Deriving backpropogation from scratch

Most sizable neural networks today rely on backpropogation to make the training process more efficient. While backpropogation is pretty ubiquitous in libraries such as torch.autograd, I was curious how difficult it would be to implement it myself without using existing helpers. Turns out: not that difficult, and can be done with ~200 lines of Python!

In this two-part blog post, we’ll derive backpropogation from scratch, implement it, and use it to train a simple neural network. Crucially, for learning purposes, we won’t be using libraries like Torch or autodiff; rather, we will use only vanilla Python and numpy for matrix operations. I’ve also tried to strike a balance between simplicity and depth, so that anyone with a passing understanding of matrices and derivatives should be able to follow along.

Background

A neural network consists of a number of “neurons” connected via layers that work together to produce some output. A simple three-layer, fully-connected neural network can be seen below. diagram of 3-layer neural network

3-layer neural network

In this example, we have two inputs, \(x_1\) and \(x_2\), that go through three layers before producing the final output, consisting of \(y_1\) and \(y_2\). Each layer \(l\) of neurons:

takes some input from the previous layer \(l-1\)
transforms it by multiplying the input by a weight matrix \(W_l\) and adding a bias term \(b_l\)
applies an activation function \(\sigma()\)
then finally, passes the output to the next layer \(l+1\)

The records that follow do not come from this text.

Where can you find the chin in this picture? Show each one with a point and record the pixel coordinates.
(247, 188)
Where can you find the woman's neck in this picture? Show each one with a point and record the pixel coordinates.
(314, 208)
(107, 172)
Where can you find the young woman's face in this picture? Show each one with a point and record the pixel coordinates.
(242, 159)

This type of neural network, where information flows in only one direction - from the input layer to the output layer - is called a feedforward neural network.

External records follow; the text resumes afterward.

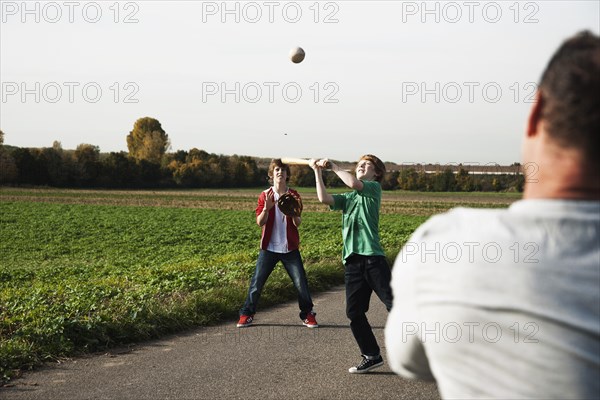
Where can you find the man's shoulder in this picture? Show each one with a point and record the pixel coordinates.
(461, 219)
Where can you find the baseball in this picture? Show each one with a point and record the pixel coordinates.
(297, 55)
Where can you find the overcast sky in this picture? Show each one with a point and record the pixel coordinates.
(436, 81)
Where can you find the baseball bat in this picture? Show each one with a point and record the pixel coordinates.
(299, 161)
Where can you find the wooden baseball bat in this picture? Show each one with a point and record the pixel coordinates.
(299, 161)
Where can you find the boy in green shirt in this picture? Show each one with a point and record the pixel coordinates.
(366, 269)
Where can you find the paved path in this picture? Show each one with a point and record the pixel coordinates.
(277, 358)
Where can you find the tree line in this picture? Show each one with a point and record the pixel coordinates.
(148, 164)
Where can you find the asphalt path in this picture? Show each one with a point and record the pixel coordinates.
(276, 358)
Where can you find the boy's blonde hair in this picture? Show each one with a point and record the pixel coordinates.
(276, 162)
(379, 165)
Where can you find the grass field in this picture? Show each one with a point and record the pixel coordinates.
(82, 270)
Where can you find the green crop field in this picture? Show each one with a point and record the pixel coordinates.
(81, 271)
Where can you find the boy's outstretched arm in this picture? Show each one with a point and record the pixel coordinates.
(348, 178)
(322, 194)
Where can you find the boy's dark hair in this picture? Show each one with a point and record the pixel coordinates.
(379, 165)
(276, 162)
(570, 95)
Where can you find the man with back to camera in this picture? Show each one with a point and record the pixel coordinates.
(506, 303)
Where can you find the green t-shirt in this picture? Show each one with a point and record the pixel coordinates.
(360, 220)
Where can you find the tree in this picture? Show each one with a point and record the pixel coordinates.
(147, 141)
(87, 158)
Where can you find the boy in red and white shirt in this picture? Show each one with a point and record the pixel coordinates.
(279, 242)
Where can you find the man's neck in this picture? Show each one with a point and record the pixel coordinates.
(560, 174)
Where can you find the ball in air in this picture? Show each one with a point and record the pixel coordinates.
(297, 55)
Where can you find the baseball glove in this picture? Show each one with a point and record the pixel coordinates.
(290, 204)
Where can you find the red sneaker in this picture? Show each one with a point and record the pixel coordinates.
(245, 320)
(310, 321)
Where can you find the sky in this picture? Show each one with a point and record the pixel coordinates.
(409, 81)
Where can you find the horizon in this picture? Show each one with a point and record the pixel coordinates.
(417, 82)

The “training process”, then, consists of finding the optimal weights and biases in the network such that some cost function is minimized. The cost function can be seen as how poorly the network performs, so lower is better. The hope is that given enough training data and iterations, we can reduce the cost function to a minimum, which by extension means the network will do a pretty good job of predicting an output.

Below is some notation to formalize this idea.

\(L\): number of layers in the network, including hidden layers and the output layer. The above example has \(L = 3\).
\(X\): input set, consisting of \(x_1, x_2, ... , x_n\)
\(W_l\): weight matrix of layer \(l\) where \(w^l_{ij}\) is the weight of the connection between the \(i\)th neuron of layer \(l\) and the \(j\)th neuron of layer \(l-1\). This is a matrix with size \(n \times m\), where \(n\) is the number of neurons in the current layer and \(m\) is the number of inputs to the current layer.
\(z_l\): the weighted sum of all inputs into layer \(l\). This is a vector with number of rows = number of neurons in layer \(l\).
\(a_l\): the activation of layer \(l\), equal to \(\sigma(z_l)\). This is a vector with number of rows = number of neurons in layer \(l\).
\(C()\): cost function. For a single training sample, we’ll use \(\begin{align}\frac{1}{2}(y_i - \hat{y_i})^2\end{align}\) where \(y_i\) is the training sample and \(\hat{y_i}\) is the predicted value. For multiple training samples \(n\), we’ll use the mean squared error, defined as \(\begin{align}\frac{1}{2n}\sum_{i=1}^n(y_i - \hat{y_i})^2\end{align}\).
\(\sigma()\): activation function. In this example we’ll use the sigmoid function, defined as \(\begin{align}\sigma(x) = \frac{1}{1 + e^{-x}}\end{align}\).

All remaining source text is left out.